Mild cognitive impairment is common in non-demented patients with Parkinson’s disease and is considered a risk factor for dementia [36]. Depression frequently accompanies Parkinson’s disease and is associated with increased disability, rapid progression, mortality, and adverse impact on health-related quality of life [37]. Impulsivity and compulsive behavior in Parkinson’s disease are co-clustered under a common umbrella of impulse control disorder [38]. Pathological gambling, abnormal sexuality/hypersexuality, change in eating pattern (compulsive eating), pathological buying, punding, and hoarding are not infrequent in Parkinson’s disease, claimed to stem from dopamine dysregulation syndrome [38, 39]. Studies revealed the prevalence of impulsivity and compulsive behaviors around 25% among patients with Parkinson’s disease [40]. The dysregulation of the complex interplay of the nigrostriatal, mesocortical, and mesolimbic dopaminergic pathways is responsible for the pathobiological link [36,37,38,39,40,41,42,43].

Conclusions

From pieces of evidence extrapolated from contemporary research, it can be assumed that behavioral issues and cognitive impairment in various neurodegenerative dementias (i.e., AD, bvFTD, and PDD) are threaded together, sharing some common neuropathological processes (genetics, epigenetics, metabolic, structural, neurotransmitters, receptors polymorphism, pathological and network).
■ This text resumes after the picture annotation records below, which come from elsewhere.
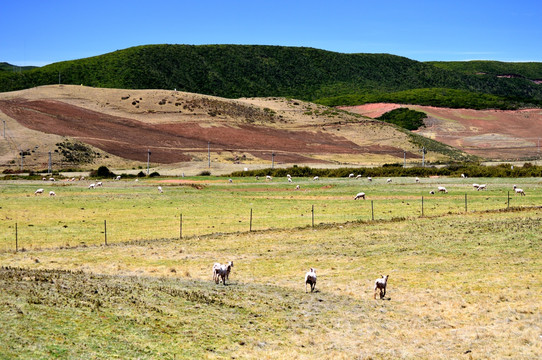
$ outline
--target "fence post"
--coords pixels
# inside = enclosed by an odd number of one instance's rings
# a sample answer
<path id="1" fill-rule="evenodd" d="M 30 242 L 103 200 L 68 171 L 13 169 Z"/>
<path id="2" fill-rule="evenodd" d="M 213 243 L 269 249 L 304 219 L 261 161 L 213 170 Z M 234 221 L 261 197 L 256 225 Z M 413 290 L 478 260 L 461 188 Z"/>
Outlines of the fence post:
<path id="1" fill-rule="evenodd" d="M 423 195 L 422 195 L 422 217 L 423 217 Z"/>

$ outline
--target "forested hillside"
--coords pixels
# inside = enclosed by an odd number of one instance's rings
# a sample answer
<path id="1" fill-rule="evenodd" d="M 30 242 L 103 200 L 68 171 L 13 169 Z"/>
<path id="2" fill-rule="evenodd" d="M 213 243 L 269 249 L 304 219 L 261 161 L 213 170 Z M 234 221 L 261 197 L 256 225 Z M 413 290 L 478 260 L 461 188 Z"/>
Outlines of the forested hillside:
<path id="1" fill-rule="evenodd" d="M 148 45 L 22 72 L 0 71 L 0 91 L 59 82 L 227 98 L 284 96 L 333 105 L 343 100 L 436 105 L 436 98 L 439 106 L 542 104 L 542 86 L 522 77 L 470 75 L 388 54 L 300 47 Z M 465 103 L 469 99 L 475 104 Z"/>

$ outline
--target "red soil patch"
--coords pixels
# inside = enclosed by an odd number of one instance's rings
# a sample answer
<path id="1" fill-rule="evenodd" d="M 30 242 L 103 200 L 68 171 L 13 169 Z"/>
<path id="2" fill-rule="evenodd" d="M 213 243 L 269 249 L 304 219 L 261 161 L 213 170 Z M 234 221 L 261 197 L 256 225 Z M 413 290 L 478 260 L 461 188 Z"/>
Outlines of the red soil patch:
<path id="1" fill-rule="evenodd" d="M 147 149 L 152 152 L 153 162 L 189 161 L 191 152 L 207 152 L 208 141 L 213 152 L 245 151 L 269 159 L 274 150 L 282 162 L 323 162 L 307 156 L 374 152 L 372 148 L 324 132 L 253 125 L 202 127 L 195 122 L 148 124 L 52 100 L 5 100 L 0 101 L 0 110 L 30 129 L 70 136 L 138 161 L 147 160 Z M 389 152 L 388 147 L 375 150 Z"/>
<path id="2" fill-rule="evenodd" d="M 342 109 L 369 117 L 399 107 L 428 115 L 417 133 L 467 153 L 489 159 L 521 159 L 540 156 L 542 110 L 472 110 L 399 104 L 365 104 Z"/>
The vulnerability and temporal sequence of appearance of behavioral and cognitive symptoms are quite unpredictable and variable, depending on specific types of dementia. The neuropathological basis of developing behavioral issues/personality traits long before overt cognitive symptoms, remains elusive. Still, it is assumed to play in the continuum with the neurobiological basis of the development of cognitive symptoms later on. The complexities of an interrelated and integrated continuum of the neurobiological basis of behavior and cognitive symptoms may not always be evident; however, the basic scientific understanding behind this assumption cannot be ignored. Based on current research depicting the association of high neuroticism and low conscientiousness with AD; the intriguing relationship of late-onset behavioral abnormalities (which is misdiagnosed frequently as late-onset bipolar affective disorder) with bvFTD; and intertwined association between obsessive–compulsive disorder with PDD. Researchers are in a relentless search for developing novel biomarker(s) in neurodegenerative dementias. Although several biomarkers are currently available (advanced imaging biomarkers, genetics, cerebrospinal fluid biomarkers), none proved to be cost-effective and widely available. Consequently, scopes for application of these conventional biomarkers in developing, low and middle income countries are limited.
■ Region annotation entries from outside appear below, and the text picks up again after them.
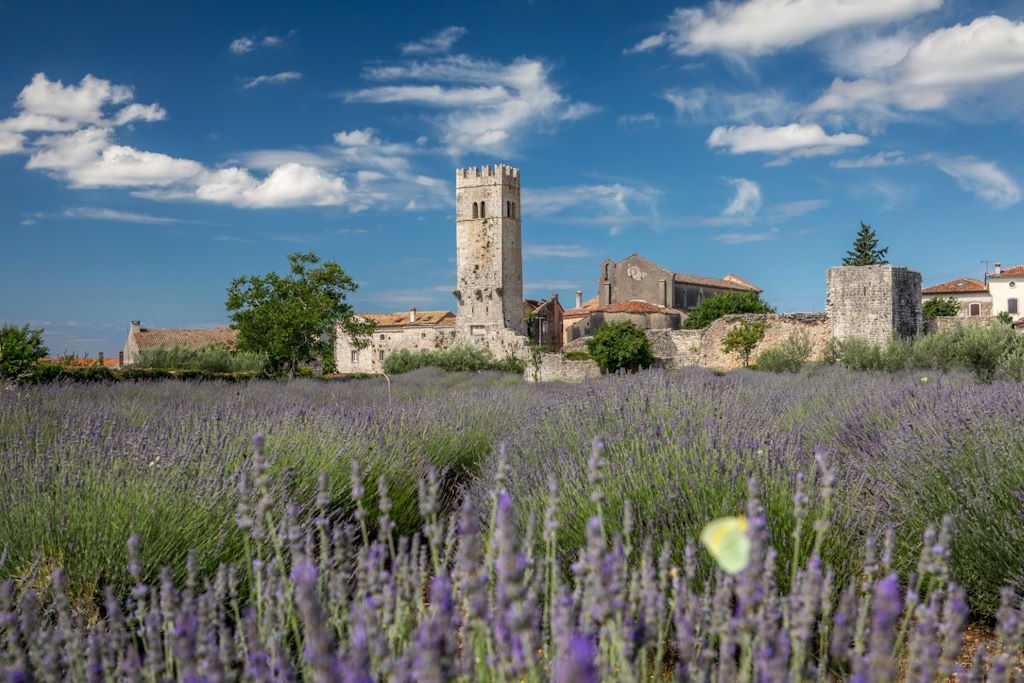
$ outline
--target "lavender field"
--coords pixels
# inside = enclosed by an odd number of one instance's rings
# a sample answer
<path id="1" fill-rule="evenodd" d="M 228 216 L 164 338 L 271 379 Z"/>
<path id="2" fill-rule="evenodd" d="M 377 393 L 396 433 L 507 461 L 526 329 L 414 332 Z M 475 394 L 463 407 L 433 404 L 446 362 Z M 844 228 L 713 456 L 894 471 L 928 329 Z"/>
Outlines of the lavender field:
<path id="1" fill-rule="evenodd" d="M 1022 424 L 1020 383 L 841 369 L 5 390 L 0 667 L 1010 680 Z"/>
The authors, herein, propose to consider specific “premorbid behavioral conundrum/personality traits” as a noninvasive, cost-effective, and bedside biomarker(s) of neurodegenerative dementias (high neuroticism in AD, late-onset behavioral abnormalities in bvFTD, and obsessive–compulsive traits in PDD), which will be immensely beneficial, especially in developing low and middle income countries in terms of feasibility of the wider application, cost-effectiveness (in contrast with currently available costlier advanced imaging and cerebrospinal fluid biomarkers) as well as potential prevention (therapeutic modulation of behavioral issues earlier) and earlier diagnosis and treatment of neurodegenerative dementias.